Databases are the heart of every system. They also tend to be the source of many problems.
In this post I would like to summarise best practices for implementing databases and caching for cloud native apps.
Many developers and many architects start with RDB as a default data store. RDB market is the most mature one, there are countless database frameworks available, many developers know SQL really well.
You can use RDB as key-value store, full-text search engine, JSON documents store, or time-series store.
All above is true. But does one size really fit all?
As a refresher here are some database types you should remember about when designing/implementing your cloud native app. They are highly specialised databases designed to do their job really well.
- Key Value
- Full-text search
You can find an excellent summary of those in AWS database paper Enter the Purpose-Built Database Era. The paper contains description of each of the technology, examples, pros and cons. I highly recommend you read it!
If you run a cloud native app, perhaps even multi-tenant one, you are for sure using infrastructure-as-code paradigm. I touched on this already in my previous article in this series: Building cloud native apps: Codebase.
Database changes and database versioning should be no different. You must not apply changes to your databases in a manual way. Further every database change should be versioned, and this is especially important if you have, for example, 6 scrum teams working on the same product.
While database schema changes happen for all database types (including NoSQL ones) in case of RDB you must make explicit changes in both database schema and application code.
For relational database migrations and versioning, I'm using migrator. It's a super lightweight and super fast database migration tool written in Go. It runs as a docker container and exposes simple yet powerful GraphQL API. All migrations applied by migrator are grouped into versions for traceability, auditing, and compliance purposes.
migrator supports PostgreSQL, MySQL (and all its major flavours), and MS SQL. It supports multi-tenancy out of the box. It can read migrations from local disk, AWS S3, or Azure Blob Containers. It also out-performs other database migration frameworks like the leading Java tool FlywayDB. It can also sync already executed migrations from legacy frameworks.
I cannot stress enough how important caching is. Caching should be implemented at multiple levels. Just like CPU caches are organised into hierarchy of L1, L2, some even use L3 and L4 caches. You should investigate implementing caching strategy in your distributed applications. For a reference this is how I do it in my SaaS product:
- Hibernate L1 cache - session-level cache, enabled by default;
- Hibernate L2 cache - session factory-level cache, application-wide cache for data entities, we use Infinispan as a L2 cache implementation, other options include JBoss Cache2;
- Application cache - application-wide cache for business objects, implemented using Guava Cache;
- Distributed cache - implemented using a cluster of Redis nodes;
- Web content cache - not related to databases, but mentioning for completeness, all the static content like web pages, JS, CSS should be cached (and served by CDN).
Caching can drastically improve performance of your application. Depending on the scale of your operations this can be hundreds of millions of operations a day!
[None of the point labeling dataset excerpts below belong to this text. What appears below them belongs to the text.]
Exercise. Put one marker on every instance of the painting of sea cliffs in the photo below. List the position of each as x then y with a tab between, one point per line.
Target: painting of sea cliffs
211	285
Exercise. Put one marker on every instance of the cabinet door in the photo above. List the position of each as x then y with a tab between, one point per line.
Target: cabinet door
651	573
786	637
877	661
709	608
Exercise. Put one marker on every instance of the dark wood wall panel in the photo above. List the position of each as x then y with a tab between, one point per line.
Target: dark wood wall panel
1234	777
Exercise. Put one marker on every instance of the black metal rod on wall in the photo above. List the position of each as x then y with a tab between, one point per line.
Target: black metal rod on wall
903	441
Important thing to remember is that different types of data may require different expiration time. It's best to write down all the requirements beforehand. You don't want to have stale data in your caches, on the other hand too short expiration times will lead to performance degradation.
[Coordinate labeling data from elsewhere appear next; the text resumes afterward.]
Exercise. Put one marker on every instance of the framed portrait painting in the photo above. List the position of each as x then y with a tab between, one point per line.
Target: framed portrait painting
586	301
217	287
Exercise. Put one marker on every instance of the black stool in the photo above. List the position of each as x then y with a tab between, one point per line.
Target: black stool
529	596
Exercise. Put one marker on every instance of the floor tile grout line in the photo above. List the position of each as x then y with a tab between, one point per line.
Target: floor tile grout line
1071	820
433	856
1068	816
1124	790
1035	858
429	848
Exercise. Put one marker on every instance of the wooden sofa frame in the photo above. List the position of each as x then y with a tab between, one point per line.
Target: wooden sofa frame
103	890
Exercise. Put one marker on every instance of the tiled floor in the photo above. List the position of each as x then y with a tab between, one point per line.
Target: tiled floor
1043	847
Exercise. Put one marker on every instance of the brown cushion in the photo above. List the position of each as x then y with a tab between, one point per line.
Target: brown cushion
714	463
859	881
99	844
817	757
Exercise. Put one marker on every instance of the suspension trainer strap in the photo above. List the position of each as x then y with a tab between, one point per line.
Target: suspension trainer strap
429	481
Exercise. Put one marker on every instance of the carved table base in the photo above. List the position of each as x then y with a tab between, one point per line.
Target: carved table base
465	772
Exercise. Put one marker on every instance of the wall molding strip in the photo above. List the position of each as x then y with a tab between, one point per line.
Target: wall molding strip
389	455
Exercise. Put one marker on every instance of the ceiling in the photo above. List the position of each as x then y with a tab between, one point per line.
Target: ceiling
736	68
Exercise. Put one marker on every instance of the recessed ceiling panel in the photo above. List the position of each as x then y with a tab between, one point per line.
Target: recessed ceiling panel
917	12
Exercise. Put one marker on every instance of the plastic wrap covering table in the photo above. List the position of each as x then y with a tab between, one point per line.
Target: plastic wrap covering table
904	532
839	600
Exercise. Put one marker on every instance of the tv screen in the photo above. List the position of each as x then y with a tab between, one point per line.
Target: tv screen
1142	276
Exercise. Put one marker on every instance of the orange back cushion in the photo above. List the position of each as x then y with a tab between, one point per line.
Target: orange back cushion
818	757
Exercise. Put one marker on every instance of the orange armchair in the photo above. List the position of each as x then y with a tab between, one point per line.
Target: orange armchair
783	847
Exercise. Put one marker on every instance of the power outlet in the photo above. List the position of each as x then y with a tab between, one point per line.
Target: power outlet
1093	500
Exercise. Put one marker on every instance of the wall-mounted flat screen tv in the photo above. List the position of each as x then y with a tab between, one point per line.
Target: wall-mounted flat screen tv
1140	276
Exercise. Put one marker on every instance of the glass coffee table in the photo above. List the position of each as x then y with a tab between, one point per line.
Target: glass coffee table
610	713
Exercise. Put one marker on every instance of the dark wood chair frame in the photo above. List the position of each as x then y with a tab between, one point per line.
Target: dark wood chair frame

Connection pooling is a must for session-based database like for example RDBs. Connection pooling prepares, opens, and maintains ready-to-use database connections. When application needs a database connection it fetches one from the pool and returns it when no longer needs it. Connection pooling helps to better manage the database resources, greatly removing database connection fluctuations.
For those running serverless applications (for example running thousands of functions) and using relational databases as backends the fluctuations of database connections can cause a lot of unnecessary processing on the DB side. If you are running on AWS I highly recommend you to use AWS RDS Proxy in front-of your AWS RDS database. Have your Lambdas talk to the proxy and the proxy will offload all the work required to pool and maintain database connections for your serverless application.
I assume you do the basic stuff already: CPU, memory, disk space, read IOPS, write IOPS.
If you see high CPU usage or free memory dropping to zero it's information that something is wrong. But these metrics won't tell you what.
You need to have a more in-depth monitoring.
We used to have a pretty detailed monitoring of our data access layer at the application level. However, it was producing inaccurate data because of Hibernate L1 and L2 caches. At the application level we were recording an event of a DB operation where in fact that operation was reading data from L2 cache.
So what we learnt is that the most accurate data regarding the database comes from the database itself.
I also went one step further and asked my DevOps team to redesign VPC so that every type of the component got its own subnet. Why? With these fine-grained subnets we could generate network traffic stats from the VPC Flow Logs in a nice visual way. We had a deployment diagram on top of which a simple Python script was adding text labels with the information about network traffic exchanged by all system components.
I would like to finish this post with a true story. I'm running thousands of machines on a weekly basis. All those machines needed to fetch some metadata from a database. There were different metadata for different jobs. The metadata changed only when a new version was released (they were in fact static). Fetching metadata from database for every job resulted in hundreds of millions of unnecessary database calls. This is what we did:
- We started with the obvious one: implemented an application cache for metadata, it helped a lot, still didn't solve the whole problem, because we still launched a few thousands of machines and the application cache for a newly launched machine was always empty;
- Second idea was to offload those operations to our Redis cluster, it helped too, our database was happy, but Redis wasn't happy that much;
- Third idea was to package the metadata along the application code, it was the best of all the options, we didn't have to make any remote calls to either database nor Redis, instead we read the metadata (from Java resources) into the in-memory cache;
The takeaway here is that not everything has to be put in a database. Very often the simplest solutions are the best ones, and I'm a huge fan of the KISS principle.